Parable of the Day: The Greedy Monk

There was a tradition in a monastery in Greece to give the brothers some money for hard work.  Monks in a monastery are referred to as brothers because they live together like one big family. There were monks who wanted to work more and donate the money that they’d earned to the poor. There was only one monk who did otherwise. No one ever saw him give anything to anyone. So other monks called him the Greedy One. Years went by but everything remained the same.

“He’s such a skinflint!” other monks were thinking. Finally, there came the time for the so-called Greedy One to pass away into the afterlife.

When people who lived in nearby villages learned about his death, all villagers flooded the church yard to kiss goodbye to the reposed monk. They shed tears for the Greedy One and mourned his death.

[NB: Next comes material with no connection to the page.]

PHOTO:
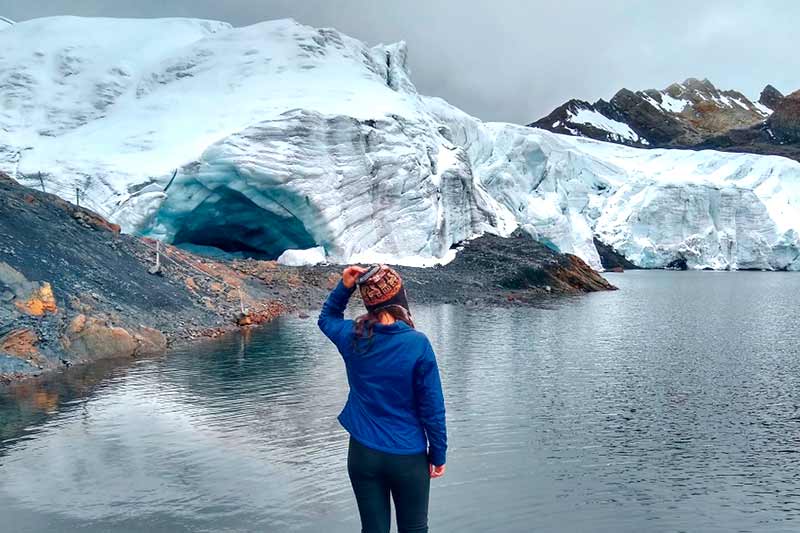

The brothers were astonished.

“What did that man do for you? Why are you weeping by his grave?” they asked.

One of the peasants exclaimed:

“He saved my life!”

Another peasant added:

“And mine, too!”

The peasants had to work from dawn till night in order to feed their children. It was hard to till the land without an ox. If they had an ox, their children were never hungry.

It turned out that the monk, whom the other monks nicknamed the Greedy One, had saved his hard-earned money to buy oxen for the poorest peasants. That was how he had been rescuing them from hunger and poverty.

Those who considered that monk a scrooge were really amazed when they learned about it!

Elder Paisius concluded with the following words:

“How can you judge if you don’t know everything? Jesus tells us not to judge.”